A cat was recently discovered in the Madrid province, near a town only 30 miles south of the capitol, the first time in 40 years one has been recorded here, but as dedicated as the biologists / vets and volunteers are, working tirelessly to save this beautiful feline, they are facing a major uphill battle in the mid to long term survival efforts. This cat is still the unfortunate holder of the title "worlds rarest feline "
Yet, despite the fact that numbers have increased in the wild, due to the most part, to a captive breeding and release program, according to many biologists involved in the breeding program, there is still a strong possibility the species will become extinct in the next 25-50 years. The threats it faces are many, and data from recent research concludes that the effects of climate change will have to be factored into the current and future management strategy, if not, it will be doomed to failure, and the Iberian Lynx will head down the rocky road of no return and join the like's of the Bali Tiger, Barbary Lion, Caspian Tiger, American Cheetah.
The European Rabbit's roll in the survival strategy of the Lynx, cannot be overstated, this small and often taken for granted little mammal, is the key ingredient, no pun intended, for the survival of the Iberian Lynx, it literally is this simple, no Rabbit no Lynx. It was man who pushed the Lynx into it's spiral towards the edge of the Abyss, and although the conservation program has made great progress, ( to date over 100 million euros has been pumped into it ) and we have successfully pulled it back from the brink, since the release of the first captive bred cat in 2010, and the others that have followed, our selfishness and stupidity is still taking a toll on the recovery efforts. The number of Lynx killed by motorists is, in no uncertain terms, is negating so much of the effort that has gone into breeding them and releasing them back into the wild.
In 2014 alone, 22 Lynx died as a result of incidents with traffic. Of course it is inevitable, that some cats would suffer this fate, but having spent 12 years in Andalucia, and visited the Donana area on numerous occasions I can testify that despite signs along the roads in the area, clearly announcing the presence of Lynx, far too many drivers ignore the speed limit, thereby increasing the chances of being able to brake in time to avoid the collision, that always end with the cat coming off worse. There are still farmers and hunters who lay illegal traps, snares and poisoned bait, this still happens in many parts of Spain, and the authorities face a constant battle against these mindless idiots who use cruel and inhumane methods to achieve their goals. A lot more is needed, breeding them and releasing them is one thing, but many vital lessons have to be learned, whole communities educated, old habits die hard, but die they must, because whole communities will prosper in many ways from the reintroduction of this beautiful cat, the ecosystem always benefits from predators, the money from the ever increasing numbers of ecotourism, will revitalize many small poorer areas, it is a win win situation, not least for the lynx.
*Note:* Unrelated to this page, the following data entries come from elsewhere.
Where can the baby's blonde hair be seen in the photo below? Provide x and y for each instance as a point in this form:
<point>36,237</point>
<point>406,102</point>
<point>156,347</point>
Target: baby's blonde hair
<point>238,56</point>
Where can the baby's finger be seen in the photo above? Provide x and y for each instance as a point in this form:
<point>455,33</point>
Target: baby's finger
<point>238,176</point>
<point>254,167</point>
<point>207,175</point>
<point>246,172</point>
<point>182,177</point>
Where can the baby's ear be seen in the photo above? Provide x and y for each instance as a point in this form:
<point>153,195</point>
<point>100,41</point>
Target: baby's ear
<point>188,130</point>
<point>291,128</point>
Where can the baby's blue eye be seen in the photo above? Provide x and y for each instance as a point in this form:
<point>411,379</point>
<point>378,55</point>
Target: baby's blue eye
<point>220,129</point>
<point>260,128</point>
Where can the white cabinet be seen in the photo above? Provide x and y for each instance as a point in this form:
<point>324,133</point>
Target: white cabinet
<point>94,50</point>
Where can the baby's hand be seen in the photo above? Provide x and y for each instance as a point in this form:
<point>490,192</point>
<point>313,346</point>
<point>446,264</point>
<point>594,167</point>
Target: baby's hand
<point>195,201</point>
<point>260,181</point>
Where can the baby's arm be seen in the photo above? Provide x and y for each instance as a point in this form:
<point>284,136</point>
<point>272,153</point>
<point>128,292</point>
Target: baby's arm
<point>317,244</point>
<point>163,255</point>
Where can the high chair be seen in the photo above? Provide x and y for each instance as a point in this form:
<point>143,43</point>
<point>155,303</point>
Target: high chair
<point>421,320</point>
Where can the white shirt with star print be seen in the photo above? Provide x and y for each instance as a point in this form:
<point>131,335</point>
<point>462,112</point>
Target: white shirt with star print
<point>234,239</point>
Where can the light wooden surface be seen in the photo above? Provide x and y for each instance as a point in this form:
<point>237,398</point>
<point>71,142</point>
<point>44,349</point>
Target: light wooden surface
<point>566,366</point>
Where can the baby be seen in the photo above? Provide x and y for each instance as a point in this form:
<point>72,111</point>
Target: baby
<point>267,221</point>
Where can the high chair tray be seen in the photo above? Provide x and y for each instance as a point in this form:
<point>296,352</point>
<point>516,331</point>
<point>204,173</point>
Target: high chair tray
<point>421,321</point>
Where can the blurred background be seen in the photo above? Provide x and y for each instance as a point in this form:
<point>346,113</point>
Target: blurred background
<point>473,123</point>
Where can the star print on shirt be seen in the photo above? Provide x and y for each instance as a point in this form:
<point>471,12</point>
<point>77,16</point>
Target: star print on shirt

The Iberian Peninsula covers a huge area, there is plenty of space for all, my only hope is the powers that be and all the dedicated people involved in this fantastic program, can achieve their goal of reintroducing this beautiful feline back into much of it's historical territory, especially in the northern regions, as the climate change research has concluded that this is where the Lynx will stand it's best chance of surviving in the long term..........We live in hope.